The salient results are simple and without need of complex analysis – successful quit rates were higher for smokers using no medically prescribed or advised intervention compared to all other groups, and there were no medical interventions providing success rates statistically greater than those for the no treatment (“No product”) group.
It’s important to note that this was a retrospective, comparative cohort study, without design and features of a randomized controlled trial (RCT) needed to confidently attribute cause or efficacy to different treatments. Another major weakness is that results are based on self-reports.

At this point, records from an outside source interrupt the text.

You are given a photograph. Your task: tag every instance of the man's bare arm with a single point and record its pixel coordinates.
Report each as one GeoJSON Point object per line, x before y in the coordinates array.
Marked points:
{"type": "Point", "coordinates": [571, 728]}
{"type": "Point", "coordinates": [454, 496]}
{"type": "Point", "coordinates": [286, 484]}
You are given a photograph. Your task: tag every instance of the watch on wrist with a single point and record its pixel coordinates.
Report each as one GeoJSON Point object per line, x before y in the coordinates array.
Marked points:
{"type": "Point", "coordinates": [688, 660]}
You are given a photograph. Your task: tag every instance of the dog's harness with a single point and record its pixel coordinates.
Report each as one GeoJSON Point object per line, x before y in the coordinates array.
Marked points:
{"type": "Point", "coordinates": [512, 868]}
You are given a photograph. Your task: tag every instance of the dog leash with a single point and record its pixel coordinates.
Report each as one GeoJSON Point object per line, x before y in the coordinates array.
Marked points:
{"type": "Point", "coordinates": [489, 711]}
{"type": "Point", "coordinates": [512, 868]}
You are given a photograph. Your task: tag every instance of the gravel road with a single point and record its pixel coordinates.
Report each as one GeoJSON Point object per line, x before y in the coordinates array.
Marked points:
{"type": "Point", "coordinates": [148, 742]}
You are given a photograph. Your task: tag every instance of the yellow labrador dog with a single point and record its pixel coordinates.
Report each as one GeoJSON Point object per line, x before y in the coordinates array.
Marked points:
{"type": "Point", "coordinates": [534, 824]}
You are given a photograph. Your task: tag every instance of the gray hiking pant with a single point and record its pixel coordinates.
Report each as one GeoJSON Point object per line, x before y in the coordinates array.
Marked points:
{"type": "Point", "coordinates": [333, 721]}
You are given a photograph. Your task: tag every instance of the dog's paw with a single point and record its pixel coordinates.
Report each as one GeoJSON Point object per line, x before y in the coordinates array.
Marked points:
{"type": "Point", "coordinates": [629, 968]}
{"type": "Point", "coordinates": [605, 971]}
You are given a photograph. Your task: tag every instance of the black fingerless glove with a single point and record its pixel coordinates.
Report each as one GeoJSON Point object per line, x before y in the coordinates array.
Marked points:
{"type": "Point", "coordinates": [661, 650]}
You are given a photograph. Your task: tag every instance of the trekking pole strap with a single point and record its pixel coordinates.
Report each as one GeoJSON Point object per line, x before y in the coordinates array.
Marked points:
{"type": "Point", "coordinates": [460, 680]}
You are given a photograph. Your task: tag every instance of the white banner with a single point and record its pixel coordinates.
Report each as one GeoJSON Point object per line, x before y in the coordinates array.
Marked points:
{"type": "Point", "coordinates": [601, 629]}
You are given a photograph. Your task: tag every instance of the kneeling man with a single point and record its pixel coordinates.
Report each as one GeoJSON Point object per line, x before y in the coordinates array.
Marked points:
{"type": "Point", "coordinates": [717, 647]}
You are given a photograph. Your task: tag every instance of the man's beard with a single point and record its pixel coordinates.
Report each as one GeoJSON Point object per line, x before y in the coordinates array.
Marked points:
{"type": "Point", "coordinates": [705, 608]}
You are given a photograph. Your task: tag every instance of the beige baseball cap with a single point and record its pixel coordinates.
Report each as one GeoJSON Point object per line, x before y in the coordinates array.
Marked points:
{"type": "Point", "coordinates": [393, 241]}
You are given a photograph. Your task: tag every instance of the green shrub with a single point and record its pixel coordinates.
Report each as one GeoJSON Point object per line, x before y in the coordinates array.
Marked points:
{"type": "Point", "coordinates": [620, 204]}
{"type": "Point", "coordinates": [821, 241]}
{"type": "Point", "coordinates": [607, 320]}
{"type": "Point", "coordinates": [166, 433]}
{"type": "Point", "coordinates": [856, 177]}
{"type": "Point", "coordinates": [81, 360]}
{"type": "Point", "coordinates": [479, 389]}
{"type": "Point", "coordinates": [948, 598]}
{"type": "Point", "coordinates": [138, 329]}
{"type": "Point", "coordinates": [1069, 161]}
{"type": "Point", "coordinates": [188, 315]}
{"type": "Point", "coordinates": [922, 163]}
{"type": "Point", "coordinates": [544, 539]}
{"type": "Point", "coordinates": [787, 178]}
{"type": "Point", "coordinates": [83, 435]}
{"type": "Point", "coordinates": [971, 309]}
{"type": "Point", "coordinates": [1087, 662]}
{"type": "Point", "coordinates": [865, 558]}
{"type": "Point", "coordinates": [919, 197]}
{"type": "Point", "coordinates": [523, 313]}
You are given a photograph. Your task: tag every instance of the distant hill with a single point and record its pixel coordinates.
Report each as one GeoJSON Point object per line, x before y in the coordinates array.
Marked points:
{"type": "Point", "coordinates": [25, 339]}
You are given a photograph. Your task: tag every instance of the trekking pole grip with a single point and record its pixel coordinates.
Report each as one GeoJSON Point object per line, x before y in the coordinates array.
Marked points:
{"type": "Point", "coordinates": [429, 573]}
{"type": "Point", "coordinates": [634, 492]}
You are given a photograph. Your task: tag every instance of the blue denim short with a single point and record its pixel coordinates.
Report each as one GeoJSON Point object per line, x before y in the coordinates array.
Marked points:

Apart from that, the study design did provide a reporting group functioning similarly to a “no treatment” control group in a RCT. The function of a control group is to “control for” or manage in interpretations the confounding factor of effects that would have occurred without the treatments and to avoid attributing effects to a treatment that would have been expected even without the treatment due to other factors, in this case the effect of successful cessation of cigarette smoking by choice and motivation of smokers not using any “product” or medically prescribed substance.
The one salient, clinically important, justified, and potentially life-saving conclusion
to be drawn from these results is – consistent with longstanding evidence – that no medical interventions for the non-medical condition of compulsive tobacco use is more effective than no medical intervention, no more effective than control, that is has no beneficial effect.
We know why that is.
What evades explanation is the continued diversion of trusting smokers away from evidence-based treatment and to medical settings and advice that can only predict no benefit or harm.